TIGER KING PROPONE UNA MEMORABILE GALLERIA DI PERSONAGGI DA AMARE E ODIARE
Al netto degli interminabili colpi di scena che rendono oltremodo sorprendente ogni singola puntata di questa meravigliosa docuserie, a colpire è un affollato universo di personaggi eccentrici; veri, verissimi, eppure talmente peculiari da sembrare frutto di uno sceneggiatore fin troppo fantasioso: un redneck omosessuale, un truffatore scambista e omicida, un santone poligamo, un narcotrafficante internazionale, un transgender monco e impavido, un giovane suicida, un sicario taciturno, un individuo con protesi alle gambe dipinte a tema horror e così via… Una galleria di individui tutti con un look che non sfigurerebbe ne Il Grande Lebowski e che spesso nascondono un lato oscuro, ma che, con le dovute eccezioni, spesso sono così incredibilmente carichi di umanità da suscitare una perversa forma di immedesimazione e fascinazione.
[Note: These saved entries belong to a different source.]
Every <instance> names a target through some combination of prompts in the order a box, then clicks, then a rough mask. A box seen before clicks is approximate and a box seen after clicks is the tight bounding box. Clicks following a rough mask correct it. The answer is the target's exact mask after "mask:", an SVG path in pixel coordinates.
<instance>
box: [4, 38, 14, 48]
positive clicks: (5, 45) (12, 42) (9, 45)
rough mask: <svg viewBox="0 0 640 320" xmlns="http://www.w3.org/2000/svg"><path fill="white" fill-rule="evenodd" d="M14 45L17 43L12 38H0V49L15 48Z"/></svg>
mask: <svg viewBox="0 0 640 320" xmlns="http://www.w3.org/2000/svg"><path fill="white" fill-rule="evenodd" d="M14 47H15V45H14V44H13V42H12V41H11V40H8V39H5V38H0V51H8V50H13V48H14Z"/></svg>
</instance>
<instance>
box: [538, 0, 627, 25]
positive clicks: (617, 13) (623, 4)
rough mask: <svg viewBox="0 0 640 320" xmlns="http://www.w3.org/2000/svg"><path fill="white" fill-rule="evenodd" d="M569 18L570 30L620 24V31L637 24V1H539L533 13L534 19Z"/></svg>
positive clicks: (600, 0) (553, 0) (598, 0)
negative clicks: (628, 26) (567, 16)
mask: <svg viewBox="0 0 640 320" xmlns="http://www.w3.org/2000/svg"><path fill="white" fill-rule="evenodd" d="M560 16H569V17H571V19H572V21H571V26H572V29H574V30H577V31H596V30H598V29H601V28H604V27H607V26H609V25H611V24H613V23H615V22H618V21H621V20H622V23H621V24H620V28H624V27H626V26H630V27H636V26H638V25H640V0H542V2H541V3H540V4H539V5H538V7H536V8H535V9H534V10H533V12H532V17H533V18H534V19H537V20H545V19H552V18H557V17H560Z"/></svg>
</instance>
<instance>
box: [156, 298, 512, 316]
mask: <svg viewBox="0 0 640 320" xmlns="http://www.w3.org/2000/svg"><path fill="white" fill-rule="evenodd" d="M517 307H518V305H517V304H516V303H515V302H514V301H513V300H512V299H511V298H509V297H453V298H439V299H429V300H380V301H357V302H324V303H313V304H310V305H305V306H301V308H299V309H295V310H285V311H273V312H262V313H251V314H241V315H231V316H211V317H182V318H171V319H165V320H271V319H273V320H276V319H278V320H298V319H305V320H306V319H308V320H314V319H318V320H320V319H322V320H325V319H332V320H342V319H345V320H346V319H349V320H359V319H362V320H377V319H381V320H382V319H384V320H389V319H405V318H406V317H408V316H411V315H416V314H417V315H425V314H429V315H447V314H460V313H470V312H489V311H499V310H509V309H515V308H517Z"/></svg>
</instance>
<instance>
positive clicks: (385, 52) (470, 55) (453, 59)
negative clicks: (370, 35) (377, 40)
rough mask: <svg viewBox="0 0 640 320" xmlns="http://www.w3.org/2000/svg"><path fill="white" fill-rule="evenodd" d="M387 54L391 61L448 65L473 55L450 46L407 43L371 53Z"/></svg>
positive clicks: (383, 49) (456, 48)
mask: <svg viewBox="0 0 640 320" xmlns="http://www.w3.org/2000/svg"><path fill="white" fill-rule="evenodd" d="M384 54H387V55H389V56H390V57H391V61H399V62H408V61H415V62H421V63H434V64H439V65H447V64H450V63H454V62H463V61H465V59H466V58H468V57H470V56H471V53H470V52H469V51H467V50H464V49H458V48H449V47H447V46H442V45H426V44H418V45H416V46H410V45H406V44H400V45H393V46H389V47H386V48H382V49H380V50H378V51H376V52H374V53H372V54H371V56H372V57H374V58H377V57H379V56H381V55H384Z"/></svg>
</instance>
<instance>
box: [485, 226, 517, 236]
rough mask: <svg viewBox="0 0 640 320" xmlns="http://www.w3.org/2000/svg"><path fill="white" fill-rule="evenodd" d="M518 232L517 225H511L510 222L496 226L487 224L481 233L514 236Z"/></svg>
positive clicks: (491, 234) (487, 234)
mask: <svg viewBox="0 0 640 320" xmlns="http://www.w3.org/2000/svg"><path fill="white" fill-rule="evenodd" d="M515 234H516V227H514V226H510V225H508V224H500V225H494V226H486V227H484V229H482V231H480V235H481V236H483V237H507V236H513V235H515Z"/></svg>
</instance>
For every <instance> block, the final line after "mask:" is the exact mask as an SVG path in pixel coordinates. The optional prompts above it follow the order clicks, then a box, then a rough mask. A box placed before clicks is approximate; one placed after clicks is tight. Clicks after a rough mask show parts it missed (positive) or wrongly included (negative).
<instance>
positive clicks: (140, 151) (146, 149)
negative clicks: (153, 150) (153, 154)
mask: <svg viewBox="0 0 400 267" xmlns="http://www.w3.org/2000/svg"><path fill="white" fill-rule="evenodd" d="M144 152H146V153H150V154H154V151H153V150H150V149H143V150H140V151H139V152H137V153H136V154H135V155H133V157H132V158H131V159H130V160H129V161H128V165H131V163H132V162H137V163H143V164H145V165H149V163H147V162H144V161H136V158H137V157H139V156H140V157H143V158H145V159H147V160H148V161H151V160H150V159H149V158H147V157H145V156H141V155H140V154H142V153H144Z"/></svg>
Nonostante Joe Exotic sia un personaggio oggettivamente spregevole e capace di azioni ripugnanti, il suo personale viaggio nel quale l’iniziale passione viene dapprima soppiantata dalla sete di profitto e poi dall’ossessione maniacale rappresenta una parabola discendente così vorticosa da portare in qualche modo a empatizzare con un ‘ultimo’ che ha sempre avuto il coraggio di essere ‘diverso’. La sua ossessione di ostentare successo e di spettacolarizzare tutto di fronte alle telecamere è infatti al contempo un manifesto segno di fragilità, è ed proprio questa sua grottesca debolezza a insinuarsi sotto la pelle dello spettatore e a creare emozioni tanto contrastanti.
IN TIGER KING UN’IRONIA ALLA MICHAEL MOORE DENUNCIA GLI USA PIÙ RETROGRADI
Dal punto di vista tecnico Tiger King ha una realizzazione ineccepibile. Una vera macchina della tensione che, tra colpi di scena e cliffhanger, snocciola poco per volta un climax crescente di follia ed eccentricità. Se a stupire è l’incredibile mole di girato cui hanno potuto attingere i registi e sceneggiatori Chaiklin e Goode, integrandola con interviste straordinariamente concepite per far ‘sbottonare’ i vari protagonisti della storia, a rivelarsi fondamentale è anche il montaggio serrato e ricco di ironia che ricorda il migliore Michael Moore. Non un caso, dato che nell’affollata editing room c’è anche quel Doug Abel che ha montato Farenheit 11/9.
La serie Netflix è una delle offerte più originali che il mercato dello streaming ricordi e sulla piattaforma streaming sta battendo ogni record di visualizzazioni, superando Stranger Things e insidiando The Witcher e La Casa di Carta. Tiger King infatti è un vero inno al binge watching, con i suoi 7 episodi da 45 minuti (più uno speciale finale condotto in quarantena da Joel McHale di Community) che si concatenano a perfezione, senza peraltro scadere mai nel banale. Non solo un monumento al demenziale bifolco americano, ma il riuscito tentativo degli autori di mostrare, velatamente, tutte le falle e le contraddizioni di un sistema nel quale tuttora manca una legge che vieti il contrabbando o l’allevamento domestico dei grandi felini. Una perla cult capace di ridefinire il concetto stesso di documentario; la coda lunga di un reality che si trasforma in una variopinta denuncia delle proprie star.